Except for its antioxidant capacity, AST is also recognized to have growth performance and survival rate promoting in Atlantic salmon (Salmo salar) (Christiansen and Torrissen 1996) and red porgy (Pagrus pagrus) (Kalinowski et al. 2011), skins coloration enhancing in large yellow croaker (Larimichthys croceus) (Yi et al. 2014) and Atlantic salmon(Baker et al. 2002), anti-lipid peroxidation (Leite et al. 2010), and immune response reinforcing in Astronotus ocellatus (Alishahi et al. 2015) properties.

Golden pompano (Trachinotus ovatus) belongs to family carangidae, genus Trachinotus. It is a warm-water species (25–32 °C) and a carnivorous fish that preys mainly on zooplankton, small crustaceans, shellfish, and small fish (Liu and Chen 2009). T. ovatusis is widely distributed in China, Japan, Australia, and other countries (Huo-sheng 2006). Pompano is considered one of the most desirable food fishes, and it commands a significantly higher price than many other marine and freshwater species (Tutman et al. 2004). Recently, pompano is widely farmed owing to its high price in the market and resilience to salinity and temperature ranges (Tutman et al. 2004), and annual output was over 100,000 tons. The suitable dietary protein and lipid levels for golden pompano are 46.0 and 6.5% (Wang et al. 2013). The optimum carbohydrate level for juvenile golden pompano could be 11.2–16.8% of the diet (Zhou et al. 2015). The optimal requirements of methionine (Niu et al. 2013), arginine (Lin et al. 2015), and n-6 long-chain polyunsaturated fatty acid arachidonic acid (ARA) (Qi et al. 2016) for golden pompano have been determined as well.

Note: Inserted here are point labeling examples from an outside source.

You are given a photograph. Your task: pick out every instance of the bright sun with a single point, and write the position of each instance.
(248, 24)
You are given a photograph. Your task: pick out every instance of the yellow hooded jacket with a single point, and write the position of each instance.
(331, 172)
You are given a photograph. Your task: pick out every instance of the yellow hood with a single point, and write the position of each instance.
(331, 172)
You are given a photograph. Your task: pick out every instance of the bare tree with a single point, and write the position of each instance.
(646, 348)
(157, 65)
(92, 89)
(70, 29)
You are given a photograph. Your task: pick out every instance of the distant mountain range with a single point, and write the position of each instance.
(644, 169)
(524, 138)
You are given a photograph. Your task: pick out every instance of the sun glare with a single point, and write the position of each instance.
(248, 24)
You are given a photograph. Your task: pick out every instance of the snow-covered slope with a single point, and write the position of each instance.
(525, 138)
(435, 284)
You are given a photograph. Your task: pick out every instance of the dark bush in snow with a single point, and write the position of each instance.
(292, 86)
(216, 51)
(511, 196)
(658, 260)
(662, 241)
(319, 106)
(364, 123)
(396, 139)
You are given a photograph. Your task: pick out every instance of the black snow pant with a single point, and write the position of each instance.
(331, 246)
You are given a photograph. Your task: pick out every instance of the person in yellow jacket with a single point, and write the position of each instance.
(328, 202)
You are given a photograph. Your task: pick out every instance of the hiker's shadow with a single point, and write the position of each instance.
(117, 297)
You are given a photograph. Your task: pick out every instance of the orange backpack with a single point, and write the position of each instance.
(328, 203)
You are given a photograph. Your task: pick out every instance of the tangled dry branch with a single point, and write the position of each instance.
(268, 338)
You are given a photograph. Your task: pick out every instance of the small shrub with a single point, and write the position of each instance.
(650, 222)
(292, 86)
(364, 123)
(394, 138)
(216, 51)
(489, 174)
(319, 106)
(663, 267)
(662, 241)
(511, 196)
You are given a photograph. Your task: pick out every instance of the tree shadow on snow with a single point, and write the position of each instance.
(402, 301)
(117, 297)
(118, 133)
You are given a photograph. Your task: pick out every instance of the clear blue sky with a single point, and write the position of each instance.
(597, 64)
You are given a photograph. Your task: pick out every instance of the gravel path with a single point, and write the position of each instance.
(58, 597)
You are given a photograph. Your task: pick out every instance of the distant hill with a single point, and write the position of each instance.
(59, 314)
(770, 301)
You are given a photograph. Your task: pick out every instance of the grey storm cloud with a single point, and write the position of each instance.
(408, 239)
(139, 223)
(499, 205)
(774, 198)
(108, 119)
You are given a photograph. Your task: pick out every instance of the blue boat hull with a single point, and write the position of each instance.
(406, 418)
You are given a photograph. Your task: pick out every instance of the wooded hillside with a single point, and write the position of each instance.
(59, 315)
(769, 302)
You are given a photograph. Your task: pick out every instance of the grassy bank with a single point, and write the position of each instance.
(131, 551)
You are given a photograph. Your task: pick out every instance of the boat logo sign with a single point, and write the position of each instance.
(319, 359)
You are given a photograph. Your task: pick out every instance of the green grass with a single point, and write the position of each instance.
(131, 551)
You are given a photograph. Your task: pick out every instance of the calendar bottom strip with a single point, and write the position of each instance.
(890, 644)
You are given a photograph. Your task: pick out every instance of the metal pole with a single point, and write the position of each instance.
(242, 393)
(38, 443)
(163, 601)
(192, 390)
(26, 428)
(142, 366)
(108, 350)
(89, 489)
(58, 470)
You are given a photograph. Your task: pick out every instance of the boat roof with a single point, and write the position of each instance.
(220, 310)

However, fewer studies were conducted to investigate the effects of antioxidants on golden pompano. To date, the effects of AST on various kinds of fishes are mainly reported in vivo and rarely found in vitro. We used in vivo and in vitro models to study and compare the effect of astaxanthin on antioxidant ability of golden pompano, respectively.

Methods

Diet preparation and dietary treatments

In this study, two isonitrogenous and isoenergetic semi-purified diets were formulated supplementing with or without astaxanthin (D1: 0%; D2: 0.2%; CAROPHYLL Pink, 10% astaxanthin, DSM Nutritional Products France SAS) (Table 1). The method of diet preparation was the same as described by Niu et al. ( 2015). Briefly, all dry ingredients were finely ground, weighed, mixed manually for 5 min, and then transferred to a Hobart mixer (A-200 T Mixer Bench Model unit; Resell Food Equipment Ltd., Ottawa, ON, Canada) for another 15 min mixing. During the mixing, 6 N NaOH was added to establish a pH level of 7–7.5. The pH of the diet was obtained by homogenizing a 5-g portion of the diet with 50 mL of distilled water with a glass-electrode pH meter on the supernatant (Robinson et al. 1981). Soya lecithin was added to pre-weighed fish oil and mixed until homogenous. The oil mix was then added to the Hobart mixer slowly while mixing was still continuing. All ingredients were mixed for another 10 min. Then, distilled water (about 30–35%, v/w) was added to the mixture to form dough. Dough of even consistency was passed through a pelletizer with a 2.5-mm-diameter die (Institute of Chemical Engineering, South China University of Technology, Guangzhou, China). The diets were dried until the moisture was reduced to <10%. The dry pellets were placed in plastic bags and stored 20 °C until fed.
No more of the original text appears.